Um Algoritmo para Transplante Renal Cruzado

O transplante de rim é cruzado graças também ao algoritmo. Esta é a nova opção de tratamento para os cerca de 6.000 pacientes que aguardam um transplante oferecida pelo memorando de entendimento para o lançamento de um programa piloto de doação de rins em intermodalidade entre a Itália e os Estados Unidos. o caso foi assinado no Ministério da Saúde e assinado por Centro Nacional de Transplantes (CNT), representada pelo diretor Massimo Cardillo, e pelo Aliança para doações de rins emparelhados (APKD), uma fundação sem fins lucrativos que opera um dos programas de transplante renal em vida nos Estados Unidos, representada pelo Presidente Michael A. Rees, Diretor do Centro de Transplante Renal do Centro Médico da Universidade de Toledo, em ‘Ohio.

O subsecretário de Saúde Pierpaolo Sileri e Ignazio Marino, diretor executivo do Jefferson Italy Center, organização que promove iniciativas colaborativas de saúde entre a Thomas Jefferson University, na Filadélfia, e instituições italianas, estiveram presentes na assinatura do protocolo.

Doadores e receptores

Graças ao acordo entre a CNT e a APKD, Pares de pacientes italianos e americanos podem ser cruzados com base num algoritmo comum que verificará o grau de compatibilidade entre as pessoas inscritas nas duas listas de espera: assim, os doentes renais crónicos e com um dador voluntário inapto terão mais hipóteses de receber o transplante de que necessitam.
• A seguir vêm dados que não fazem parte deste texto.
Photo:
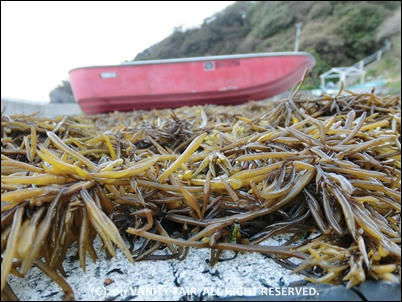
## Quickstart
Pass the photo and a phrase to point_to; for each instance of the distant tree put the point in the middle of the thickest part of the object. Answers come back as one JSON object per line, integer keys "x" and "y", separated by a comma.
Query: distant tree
{"x": 62, "y": 93}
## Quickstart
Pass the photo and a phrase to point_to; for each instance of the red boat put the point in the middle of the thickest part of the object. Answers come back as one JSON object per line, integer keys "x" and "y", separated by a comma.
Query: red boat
{"x": 229, "y": 79}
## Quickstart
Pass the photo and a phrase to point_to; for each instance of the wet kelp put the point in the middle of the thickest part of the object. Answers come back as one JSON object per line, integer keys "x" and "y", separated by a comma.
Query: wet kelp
{"x": 325, "y": 170}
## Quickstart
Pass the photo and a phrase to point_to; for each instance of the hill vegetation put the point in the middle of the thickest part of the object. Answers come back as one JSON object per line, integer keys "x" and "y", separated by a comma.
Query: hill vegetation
{"x": 336, "y": 33}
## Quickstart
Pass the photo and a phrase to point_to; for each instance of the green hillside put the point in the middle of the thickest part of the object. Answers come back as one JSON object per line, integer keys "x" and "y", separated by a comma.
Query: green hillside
{"x": 337, "y": 33}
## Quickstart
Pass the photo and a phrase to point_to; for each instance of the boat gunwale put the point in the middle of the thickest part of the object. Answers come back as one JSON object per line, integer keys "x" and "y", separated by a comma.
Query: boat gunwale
{"x": 206, "y": 58}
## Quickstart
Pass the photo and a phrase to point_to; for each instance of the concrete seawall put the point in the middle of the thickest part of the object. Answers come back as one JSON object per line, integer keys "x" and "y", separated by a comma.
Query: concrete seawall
{"x": 12, "y": 106}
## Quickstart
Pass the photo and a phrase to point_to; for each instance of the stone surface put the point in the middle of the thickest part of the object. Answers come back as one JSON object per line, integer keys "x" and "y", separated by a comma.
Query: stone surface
{"x": 190, "y": 279}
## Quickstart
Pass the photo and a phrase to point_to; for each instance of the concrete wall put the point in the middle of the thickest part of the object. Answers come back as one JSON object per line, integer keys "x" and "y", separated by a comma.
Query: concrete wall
{"x": 12, "y": 106}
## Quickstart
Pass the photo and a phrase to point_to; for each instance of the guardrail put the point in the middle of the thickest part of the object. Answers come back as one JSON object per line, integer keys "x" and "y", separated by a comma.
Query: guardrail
{"x": 11, "y": 106}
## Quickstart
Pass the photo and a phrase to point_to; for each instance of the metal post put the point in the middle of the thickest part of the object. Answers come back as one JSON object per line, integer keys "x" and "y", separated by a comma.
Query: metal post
{"x": 379, "y": 55}
{"x": 298, "y": 27}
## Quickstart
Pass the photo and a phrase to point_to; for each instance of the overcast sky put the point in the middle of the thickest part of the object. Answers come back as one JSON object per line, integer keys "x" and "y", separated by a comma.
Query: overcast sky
{"x": 42, "y": 41}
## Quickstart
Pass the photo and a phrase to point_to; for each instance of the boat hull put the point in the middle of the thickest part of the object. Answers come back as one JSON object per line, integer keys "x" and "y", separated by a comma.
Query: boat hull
{"x": 186, "y": 82}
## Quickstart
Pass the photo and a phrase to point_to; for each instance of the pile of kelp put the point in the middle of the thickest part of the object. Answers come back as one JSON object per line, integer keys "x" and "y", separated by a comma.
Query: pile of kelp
{"x": 326, "y": 171}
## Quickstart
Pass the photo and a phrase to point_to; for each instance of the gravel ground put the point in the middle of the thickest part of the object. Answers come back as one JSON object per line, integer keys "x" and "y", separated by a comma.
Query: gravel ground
{"x": 248, "y": 274}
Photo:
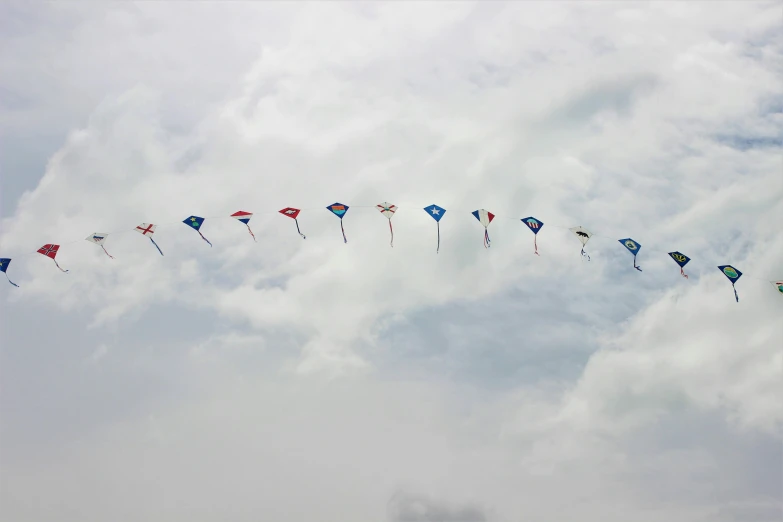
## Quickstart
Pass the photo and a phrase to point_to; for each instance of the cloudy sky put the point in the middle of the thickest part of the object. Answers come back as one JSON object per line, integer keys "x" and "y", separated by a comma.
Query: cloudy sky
{"x": 312, "y": 380}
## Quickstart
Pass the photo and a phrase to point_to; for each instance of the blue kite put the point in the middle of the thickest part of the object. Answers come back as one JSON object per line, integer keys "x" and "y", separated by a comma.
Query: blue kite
{"x": 339, "y": 210}
{"x": 436, "y": 213}
{"x": 733, "y": 274}
{"x": 682, "y": 260}
{"x": 633, "y": 247}
{"x": 195, "y": 223}
{"x": 4, "y": 262}
{"x": 535, "y": 226}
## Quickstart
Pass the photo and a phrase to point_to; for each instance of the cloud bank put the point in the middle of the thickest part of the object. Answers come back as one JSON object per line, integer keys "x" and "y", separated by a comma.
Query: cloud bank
{"x": 296, "y": 379}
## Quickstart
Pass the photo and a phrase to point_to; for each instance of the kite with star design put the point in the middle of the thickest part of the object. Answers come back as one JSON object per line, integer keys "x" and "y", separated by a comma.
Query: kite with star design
{"x": 682, "y": 260}
{"x": 633, "y": 247}
{"x": 436, "y": 213}
{"x": 195, "y": 223}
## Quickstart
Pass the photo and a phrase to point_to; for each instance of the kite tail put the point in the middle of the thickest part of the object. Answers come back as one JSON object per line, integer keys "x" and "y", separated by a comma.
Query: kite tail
{"x": 300, "y": 232}
{"x": 156, "y": 246}
{"x": 205, "y": 239}
{"x": 61, "y": 270}
{"x": 251, "y": 232}
{"x": 392, "y": 233}
{"x": 9, "y": 280}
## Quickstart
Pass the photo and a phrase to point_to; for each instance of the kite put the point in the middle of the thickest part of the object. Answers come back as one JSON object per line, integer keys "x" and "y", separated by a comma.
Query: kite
{"x": 633, "y": 247}
{"x": 50, "y": 251}
{"x": 682, "y": 260}
{"x": 535, "y": 226}
{"x": 98, "y": 238}
{"x": 4, "y": 262}
{"x": 244, "y": 217}
{"x": 339, "y": 210}
{"x": 485, "y": 218}
{"x": 436, "y": 213}
{"x": 292, "y": 213}
{"x": 583, "y": 235}
{"x": 388, "y": 210}
{"x": 146, "y": 228}
{"x": 196, "y": 222}
{"x": 733, "y": 274}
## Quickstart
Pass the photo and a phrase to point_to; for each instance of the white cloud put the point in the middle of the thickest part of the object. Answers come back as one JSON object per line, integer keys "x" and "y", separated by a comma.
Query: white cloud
{"x": 634, "y": 121}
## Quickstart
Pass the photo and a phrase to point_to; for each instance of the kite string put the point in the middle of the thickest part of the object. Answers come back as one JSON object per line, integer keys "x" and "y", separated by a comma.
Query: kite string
{"x": 156, "y": 246}
{"x": 9, "y": 280}
{"x": 58, "y": 266}
{"x": 371, "y": 206}
{"x": 251, "y": 232}
{"x": 300, "y": 232}
{"x": 202, "y": 237}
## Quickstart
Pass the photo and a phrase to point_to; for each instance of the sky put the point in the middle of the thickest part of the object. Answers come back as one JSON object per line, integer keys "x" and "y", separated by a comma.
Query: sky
{"x": 311, "y": 379}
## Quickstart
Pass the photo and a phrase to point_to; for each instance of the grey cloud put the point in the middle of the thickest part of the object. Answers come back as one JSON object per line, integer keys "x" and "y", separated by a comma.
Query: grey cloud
{"x": 408, "y": 507}
{"x": 548, "y": 387}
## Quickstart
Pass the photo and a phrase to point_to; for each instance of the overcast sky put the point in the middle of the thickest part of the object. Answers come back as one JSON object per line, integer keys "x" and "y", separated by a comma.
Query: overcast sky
{"x": 315, "y": 380}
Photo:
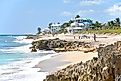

O algoritmo é resultado de estudos do Prêmio Nobel Alvin Roth, que o criou em 2007. Para que o transplante seja viável, o doador e o receptor devem ter um sistema imunológico compatível. Graças ao algoritmo baseado em cem casais doador-receptor incompatíveis, é possível identificar um doador perfeitamente compatível para cada receptor, oferecendo-lhe um doador de outro casal e vice-versa.

De acordo com o acordo, os custos relacionados ao procedimento de transplante são arcados pela cobertura de seguro americana para o paciente americano e para o doador italiano, enquanto o Serviço Nacional de Saúde da Itália cobrirá os custos do paciente italiano e do doador americano. Os doadores viajarão: a remoção e o posterior transplante do rim ocorrerão de fato no país do receptor. A fase piloto abrangerá os três primeiros casos e será limitada a três hospitais: para a Itália em centro de transplante renal Policlínica Agostino Gemelli em Romaenquanto para os EUA lo estará envolvido Centro Médico da Universidade de Toledo e hospitais em Universidade Thomas Jefferson da Filadélfia. Uma vez concluída a experimentação operacional e gerencial, o programa será reavaliado para uma possível consolidação do protocolo e para a extensão progressiva aos demais centros de transplante renal vivos da rede italiana.

Aquele com os Estados Unidos é segundo protocolo de troca ativado pelo nosso país: desde 2018 está em vigor um acordo entre França, Portugal e Espanha e que se traduziu em três transplantes cruzados com esta última nação. De 2015 até hoje, o Programa Nacional Italiano de Transplante Renal Crossover permitiu a realização de 77 conversas. Um total de 2.043 transplantes renais foram realizados na Itália em 2021, incluindo 341 de doador vivo: destes, cinco foram realizados por meio de troca entre doador e receptor.